O nome de Jorge Paiva devia ser regado e cuidado como se cuida da mais bela e frágil flor de um jardim. Ele gosta de narcisos, da beleza dos narcisos, não porque pretenda, retirado de cena aos 91 anos, rever o próprio rosto num espelho de água. Gosta da beleza da flor, do caule inclinado em vénia à flor amarela ou branca do narciso.
Jorge Paiva é um notável cientista desiludido com a apatia dos seus contemporâneos face aos problemas ambientais. Ao longo de várias décadas, o admirável botânico enviou, todos os Natais, milhares de postais alertando para a necessidade de civismo ambiental. O último citava Camões, "valioso lírico". Foi o pretexto para o botânico Jorge Paiva sacudir a legenda de "lírico irrealista" que os da compostura oficial e oficiosa, os que não fazem nem deixam fazer, lhe foram colando.
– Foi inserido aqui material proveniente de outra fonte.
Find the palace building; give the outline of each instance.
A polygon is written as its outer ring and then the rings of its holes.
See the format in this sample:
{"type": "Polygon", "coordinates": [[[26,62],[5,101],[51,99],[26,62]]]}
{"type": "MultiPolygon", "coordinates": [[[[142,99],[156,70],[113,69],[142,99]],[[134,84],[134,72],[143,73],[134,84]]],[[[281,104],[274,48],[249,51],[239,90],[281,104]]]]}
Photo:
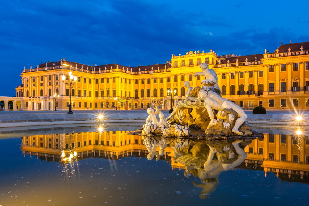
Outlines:
{"type": "Polygon", "coordinates": [[[204,77],[193,77],[205,63],[217,73],[224,98],[244,109],[262,106],[267,110],[307,109],[308,42],[281,44],[272,52],[221,56],[198,50],[172,55],[167,63],[129,67],[114,63],[94,66],[68,61],[25,68],[16,97],[0,97],[2,109],[66,110],[71,71],[77,77],[71,91],[73,110],[146,109],[161,99],[163,109],[184,99],[183,86],[200,86],[204,77]],[[66,76],[64,82],[61,77],[66,76]],[[168,91],[175,91],[171,96],[168,91]],[[55,93],[59,98],[54,98],[55,93]],[[133,108],[133,109],[132,109],[133,108]]]}

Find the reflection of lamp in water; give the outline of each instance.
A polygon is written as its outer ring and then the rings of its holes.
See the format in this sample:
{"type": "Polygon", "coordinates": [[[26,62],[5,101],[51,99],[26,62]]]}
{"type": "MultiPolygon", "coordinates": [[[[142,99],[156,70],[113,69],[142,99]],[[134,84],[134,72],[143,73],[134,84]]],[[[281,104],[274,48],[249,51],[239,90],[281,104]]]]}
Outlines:
{"type": "Polygon", "coordinates": [[[296,117],[296,120],[298,121],[300,121],[302,120],[302,117],[300,116],[297,116],[296,117]]]}

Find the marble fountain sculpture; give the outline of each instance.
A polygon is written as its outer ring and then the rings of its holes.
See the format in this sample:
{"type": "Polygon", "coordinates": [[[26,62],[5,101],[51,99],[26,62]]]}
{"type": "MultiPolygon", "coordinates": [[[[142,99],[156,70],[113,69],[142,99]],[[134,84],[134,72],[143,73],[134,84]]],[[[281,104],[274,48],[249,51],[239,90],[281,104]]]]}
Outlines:
{"type": "Polygon", "coordinates": [[[153,101],[152,107],[147,109],[149,115],[142,129],[129,134],[206,139],[261,136],[246,122],[247,116],[240,107],[222,97],[214,71],[206,63],[200,67],[202,71],[193,76],[205,77],[201,86],[193,88],[185,82],[184,100],[176,101],[173,112],[166,118],[161,111],[162,105],[153,101]]]}

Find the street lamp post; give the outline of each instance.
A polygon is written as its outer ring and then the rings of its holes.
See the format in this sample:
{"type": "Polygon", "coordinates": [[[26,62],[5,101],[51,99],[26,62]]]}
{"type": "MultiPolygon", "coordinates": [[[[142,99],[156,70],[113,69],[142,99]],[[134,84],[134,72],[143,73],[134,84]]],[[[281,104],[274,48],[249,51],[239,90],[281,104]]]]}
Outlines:
{"type": "Polygon", "coordinates": [[[117,97],[116,97],[114,98],[114,100],[116,101],[116,110],[117,110],[117,97]]]}
{"type": "Polygon", "coordinates": [[[59,98],[59,95],[57,95],[56,93],[55,93],[55,94],[54,95],[54,99],[55,100],[55,111],[57,111],[56,107],[56,100],[58,98],[59,98]]]}
{"type": "Polygon", "coordinates": [[[176,92],[177,92],[176,90],[175,89],[174,91],[172,90],[170,91],[169,90],[167,90],[167,96],[171,97],[171,111],[173,111],[173,105],[174,104],[173,102],[173,97],[174,97],[175,95],[177,95],[176,92]]]}
{"type": "Polygon", "coordinates": [[[62,80],[63,81],[63,83],[66,84],[68,84],[70,86],[70,94],[69,95],[70,97],[70,104],[69,105],[69,111],[68,112],[68,114],[73,114],[73,112],[72,112],[72,105],[71,104],[71,86],[75,84],[75,82],[76,82],[76,79],[77,79],[77,77],[76,77],[76,76],[73,76],[72,75],[72,72],[71,71],[69,72],[69,75],[70,76],[70,79],[69,80],[69,82],[66,82],[65,76],[64,75],[62,75],[62,77],[61,77],[62,78],[62,80]]]}

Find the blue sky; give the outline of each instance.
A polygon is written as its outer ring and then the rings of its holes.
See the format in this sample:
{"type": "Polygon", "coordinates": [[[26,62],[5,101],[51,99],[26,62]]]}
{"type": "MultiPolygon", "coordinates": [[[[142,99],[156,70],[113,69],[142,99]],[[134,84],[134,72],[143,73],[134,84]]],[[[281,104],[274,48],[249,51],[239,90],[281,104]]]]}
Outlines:
{"type": "Polygon", "coordinates": [[[134,66],[191,50],[245,55],[308,41],[307,1],[218,2],[3,1],[0,96],[15,96],[22,68],[41,61],[134,66]]]}

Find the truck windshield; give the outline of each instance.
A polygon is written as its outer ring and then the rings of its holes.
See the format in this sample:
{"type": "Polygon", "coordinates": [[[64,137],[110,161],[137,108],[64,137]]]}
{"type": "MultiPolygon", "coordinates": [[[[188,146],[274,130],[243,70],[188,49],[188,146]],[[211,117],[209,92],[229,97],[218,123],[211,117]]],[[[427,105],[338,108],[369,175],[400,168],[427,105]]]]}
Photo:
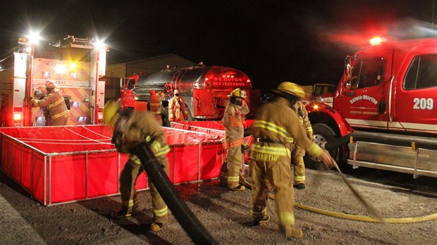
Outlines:
{"type": "Polygon", "coordinates": [[[381,83],[383,80],[386,60],[383,57],[358,59],[354,65],[350,87],[362,89],[381,83]]]}

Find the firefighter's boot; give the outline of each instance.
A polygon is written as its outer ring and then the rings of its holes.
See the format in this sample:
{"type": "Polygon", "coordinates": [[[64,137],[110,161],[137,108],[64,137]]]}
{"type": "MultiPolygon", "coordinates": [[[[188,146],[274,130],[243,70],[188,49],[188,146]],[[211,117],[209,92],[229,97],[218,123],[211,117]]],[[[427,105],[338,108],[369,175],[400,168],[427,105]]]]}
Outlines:
{"type": "Polygon", "coordinates": [[[302,230],[293,227],[291,225],[280,225],[279,230],[281,233],[283,234],[287,237],[302,237],[304,236],[304,232],[302,230]]]}
{"type": "Polygon", "coordinates": [[[246,187],[242,184],[238,184],[238,186],[235,187],[229,187],[229,189],[230,189],[233,191],[244,191],[246,189],[246,187]]]}
{"type": "Polygon", "coordinates": [[[130,217],[132,216],[132,213],[135,211],[135,210],[138,209],[138,200],[135,199],[133,203],[133,207],[132,207],[132,210],[129,211],[128,208],[121,207],[121,209],[117,212],[117,214],[120,216],[124,217],[130,217]]]}
{"type": "Polygon", "coordinates": [[[164,223],[154,222],[150,225],[150,227],[149,227],[149,230],[150,230],[151,232],[159,232],[161,230],[164,225],[164,223]]]}
{"type": "Polygon", "coordinates": [[[270,215],[266,214],[261,218],[254,218],[254,225],[259,225],[262,223],[266,223],[270,220],[270,215]]]}

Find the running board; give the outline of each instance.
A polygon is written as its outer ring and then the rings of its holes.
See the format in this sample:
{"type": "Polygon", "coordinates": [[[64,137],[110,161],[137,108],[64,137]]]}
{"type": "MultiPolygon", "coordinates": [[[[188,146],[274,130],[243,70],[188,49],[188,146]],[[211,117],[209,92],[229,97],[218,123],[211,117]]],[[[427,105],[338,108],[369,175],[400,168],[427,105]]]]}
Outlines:
{"type": "Polygon", "coordinates": [[[348,144],[347,163],[353,168],[366,167],[437,177],[437,151],[383,144],[357,142],[348,144]]]}

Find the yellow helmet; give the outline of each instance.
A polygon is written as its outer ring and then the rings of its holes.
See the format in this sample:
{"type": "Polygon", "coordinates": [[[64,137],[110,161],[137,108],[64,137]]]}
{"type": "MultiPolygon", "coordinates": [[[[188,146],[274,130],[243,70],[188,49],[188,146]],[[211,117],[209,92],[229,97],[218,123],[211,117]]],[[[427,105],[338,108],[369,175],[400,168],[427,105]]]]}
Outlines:
{"type": "Polygon", "coordinates": [[[246,98],[246,92],[240,89],[235,89],[230,94],[228,94],[228,97],[235,96],[239,98],[246,98]]]}
{"type": "Polygon", "coordinates": [[[120,114],[120,101],[111,99],[108,101],[103,109],[103,122],[111,127],[115,127],[120,114]]]}
{"type": "Polygon", "coordinates": [[[305,99],[307,94],[302,86],[290,82],[283,82],[278,86],[278,90],[283,93],[295,95],[300,99],[305,99]]]}

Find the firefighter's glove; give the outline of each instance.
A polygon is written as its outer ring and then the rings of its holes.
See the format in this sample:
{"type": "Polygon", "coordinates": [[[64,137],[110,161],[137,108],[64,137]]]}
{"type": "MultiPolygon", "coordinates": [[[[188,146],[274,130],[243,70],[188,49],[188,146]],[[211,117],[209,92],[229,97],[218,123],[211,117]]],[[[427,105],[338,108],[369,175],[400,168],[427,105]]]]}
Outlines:
{"type": "Polygon", "coordinates": [[[314,141],[314,137],[312,135],[312,134],[308,134],[308,139],[309,139],[312,142],[314,141]]]}
{"type": "Polygon", "coordinates": [[[246,139],[244,140],[244,143],[241,145],[241,152],[244,154],[249,151],[249,144],[246,139]]]}
{"type": "Polygon", "coordinates": [[[36,99],[33,99],[33,98],[30,99],[30,101],[29,101],[29,102],[30,102],[30,104],[31,104],[31,105],[32,105],[32,106],[33,106],[33,107],[37,107],[37,106],[38,106],[38,102],[37,101],[37,100],[36,100],[36,99]]]}

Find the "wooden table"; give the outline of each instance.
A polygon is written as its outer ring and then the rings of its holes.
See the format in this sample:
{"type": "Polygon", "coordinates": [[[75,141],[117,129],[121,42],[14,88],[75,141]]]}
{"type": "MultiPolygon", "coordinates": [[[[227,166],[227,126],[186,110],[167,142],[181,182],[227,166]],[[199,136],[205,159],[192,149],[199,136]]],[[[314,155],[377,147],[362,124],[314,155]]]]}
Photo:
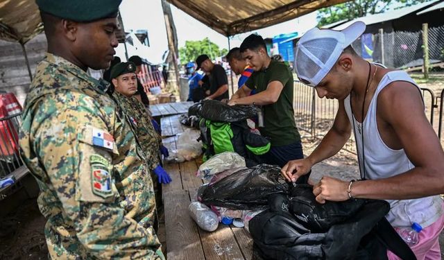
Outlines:
{"type": "MultiPolygon", "coordinates": [[[[178,116],[170,116],[162,119],[162,135],[164,129],[169,128],[172,132],[168,134],[175,135],[187,129],[186,126],[177,125],[178,118],[178,116]],[[168,123],[169,126],[163,125],[168,123]]],[[[177,140],[178,135],[171,135],[164,138],[164,145],[170,150],[174,150],[177,140]]],[[[166,164],[164,167],[173,180],[162,188],[168,260],[251,259],[253,241],[245,229],[219,223],[216,231],[207,232],[198,227],[189,216],[190,196],[203,184],[202,180],[196,176],[200,162],[198,159],[166,164]]]]}
{"type": "Polygon", "coordinates": [[[172,114],[187,113],[188,108],[193,104],[193,102],[166,103],[150,105],[150,110],[153,117],[163,117],[172,114]]]}

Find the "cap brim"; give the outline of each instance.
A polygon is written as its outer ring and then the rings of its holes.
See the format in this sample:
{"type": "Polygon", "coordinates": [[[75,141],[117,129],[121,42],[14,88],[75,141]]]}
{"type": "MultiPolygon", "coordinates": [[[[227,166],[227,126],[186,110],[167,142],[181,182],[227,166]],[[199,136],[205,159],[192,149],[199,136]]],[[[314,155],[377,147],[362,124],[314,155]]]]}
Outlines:
{"type": "Polygon", "coordinates": [[[345,37],[344,45],[349,46],[359,36],[362,35],[362,33],[366,31],[366,24],[363,21],[358,21],[348,26],[348,27],[344,28],[341,32],[344,34],[345,37]]]}

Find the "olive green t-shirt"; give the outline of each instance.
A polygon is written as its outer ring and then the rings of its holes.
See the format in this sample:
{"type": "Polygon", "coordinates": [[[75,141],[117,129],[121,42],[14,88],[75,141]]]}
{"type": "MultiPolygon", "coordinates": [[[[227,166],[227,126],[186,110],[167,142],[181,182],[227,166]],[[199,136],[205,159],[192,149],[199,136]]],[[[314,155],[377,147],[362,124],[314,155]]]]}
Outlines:
{"type": "Polygon", "coordinates": [[[293,80],[290,68],[272,60],[266,69],[253,72],[245,85],[259,93],[273,81],[280,82],[284,88],[276,103],[262,106],[264,127],[259,130],[262,135],[270,138],[272,146],[286,146],[300,141],[294,121],[293,80]]]}

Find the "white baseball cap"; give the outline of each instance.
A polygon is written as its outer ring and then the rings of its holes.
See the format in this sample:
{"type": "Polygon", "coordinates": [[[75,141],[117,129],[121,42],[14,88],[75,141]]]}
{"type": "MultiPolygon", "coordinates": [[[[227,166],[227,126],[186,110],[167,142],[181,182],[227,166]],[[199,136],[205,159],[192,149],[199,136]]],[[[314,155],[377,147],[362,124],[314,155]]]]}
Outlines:
{"type": "Polygon", "coordinates": [[[355,21],[342,31],[314,28],[296,44],[295,69],[305,83],[314,87],[334,66],[352,42],[366,31],[366,24],[355,21]]]}

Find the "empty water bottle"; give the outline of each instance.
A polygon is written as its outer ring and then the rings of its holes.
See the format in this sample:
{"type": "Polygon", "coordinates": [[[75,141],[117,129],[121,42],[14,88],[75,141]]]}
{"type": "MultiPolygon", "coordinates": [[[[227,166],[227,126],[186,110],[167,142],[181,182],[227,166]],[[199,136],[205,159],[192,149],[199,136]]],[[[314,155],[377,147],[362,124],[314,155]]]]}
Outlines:
{"type": "Polygon", "coordinates": [[[422,227],[414,222],[411,227],[403,227],[398,229],[400,236],[404,239],[409,247],[412,247],[419,241],[419,232],[422,230],[422,227]]]}

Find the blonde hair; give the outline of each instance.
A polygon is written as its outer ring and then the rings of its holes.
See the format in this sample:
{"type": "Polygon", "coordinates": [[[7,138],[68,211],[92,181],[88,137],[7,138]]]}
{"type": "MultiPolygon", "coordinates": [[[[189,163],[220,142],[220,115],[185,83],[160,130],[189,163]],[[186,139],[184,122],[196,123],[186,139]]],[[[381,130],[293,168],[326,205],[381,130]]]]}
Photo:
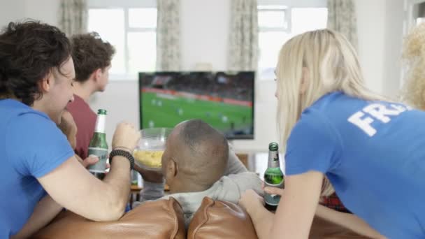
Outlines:
{"type": "MultiPolygon", "coordinates": [[[[384,99],[366,87],[352,45],[329,29],[308,31],[288,41],[279,54],[276,77],[278,124],[284,148],[303,110],[327,93],[341,91],[366,100],[384,99]],[[303,84],[306,85],[301,94],[303,84]]],[[[333,190],[325,181],[322,194],[331,194],[333,190]]]]}
{"type": "Polygon", "coordinates": [[[408,66],[401,99],[425,110],[425,23],[417,25],[405,38],[402,57],[408,66]]]}

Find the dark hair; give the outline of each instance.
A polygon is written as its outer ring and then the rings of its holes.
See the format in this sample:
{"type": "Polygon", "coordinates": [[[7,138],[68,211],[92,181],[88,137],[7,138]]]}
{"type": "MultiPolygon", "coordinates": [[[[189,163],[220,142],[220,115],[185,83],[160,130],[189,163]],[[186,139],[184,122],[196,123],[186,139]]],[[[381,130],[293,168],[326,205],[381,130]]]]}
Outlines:
{"type": "Polygon", "coordinates": [[[42,96],[38,82],[71,56],[69,40],[38,21],[10,22],[0,34],[0,96],[28,106],[42,96]]]}
{"type": "Polygon", "coordinates": [[[75,80],[85,82],[93,71],[110,65],[115,49],[102,41],[96,32],[74,35],[71,38],[75,80]]]}

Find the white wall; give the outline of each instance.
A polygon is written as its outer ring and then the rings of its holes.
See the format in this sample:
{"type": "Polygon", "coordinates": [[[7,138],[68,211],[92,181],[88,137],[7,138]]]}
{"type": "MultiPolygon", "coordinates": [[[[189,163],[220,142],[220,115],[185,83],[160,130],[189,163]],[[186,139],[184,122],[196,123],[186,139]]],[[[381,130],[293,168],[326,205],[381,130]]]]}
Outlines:
{"type": "Polygon", "coordinates": [[[0,0],[0,25],[24,18],[56,25],[59,22],[59,0],[0,0]]]}
{"type": "MultiPolygon", "coordinates": [[[[58,0],[0,0],[0,22],[31,17],[57,22],[58,0]],[[41,4],[41,3],[43,3],[41,4]]],[[[401,0],[356,0],[359,55],[368,85],[384,94],[398,87],[401,44],[401,0]]],[[[212,70],[226,68],[229,32],[228,0],[182,0],[181,47],[182,68],[194,69],[207,62],[212,70]]],[[[237,151],[265,151],[278,139],[274,81],[257,81],[255,89],[255,140],[235,140],[237,151]]],[[[91,106],[108,110],[107,135],[110,143],[115,124],[126,120],[138,126],[137,82],[112,81],[106,91],[95,94],[91,106]]]]}

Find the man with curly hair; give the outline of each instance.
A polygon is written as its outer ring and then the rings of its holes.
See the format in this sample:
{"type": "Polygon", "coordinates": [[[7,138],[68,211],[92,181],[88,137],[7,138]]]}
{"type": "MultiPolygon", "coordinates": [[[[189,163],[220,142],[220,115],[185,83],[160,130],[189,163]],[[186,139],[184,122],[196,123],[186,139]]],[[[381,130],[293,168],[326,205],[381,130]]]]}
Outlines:
{"type": "Polygon", "coordinates": [[[74,35],[71,43],[75,82],[74,101],[68,105],[67,109],[77,124],[77,144],[74,150],[78,156],[85,159],[96,117],[88,101],[95,92],[105,90],[115,50],[96,32],[74,35]]]}
{"type": "Polygon", "coordinates": [[[57,27],[27,21],[0,32],[0,238],[28,238],[63,208],[96,221],[124,213],[140,133],[119,124],[110,171],[103,181],[93,177],[57,126],[75,77],[71,43],[57,27]]]}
Está por fazer a grande homenagem nacional a este homem cujo nome foi dado pela comunidade científica a várias plantas entretanto descobertas. Mas sob o sorriso condescendente dos guardadores da circunspecta academia esconde-se o desdém dos contentes de si mesmos. Se perguntares na rua aos mais finórios, a quem quer que passe na pressa dos passeios, quem é Jorge Paiva, botânico, uma vida longa dedicada à paixão das plantas, o homem das improváveis expedições que lhe granjearam revelações de um mundo vegetal e várias crises de malária, poucos saberão.
Esbracejou ao longo da vida, abriu nesgas de clarividência onde imperava a opacidade, não esconde agora a desilusão com a desatenção dos dirigentes políticos relativamente aos temas ambientais, fora das proclamações de circunstância, claro. Tirando Guterres, não reconhece uma voz persistente na política actual que continuadamente alerte para o desastre.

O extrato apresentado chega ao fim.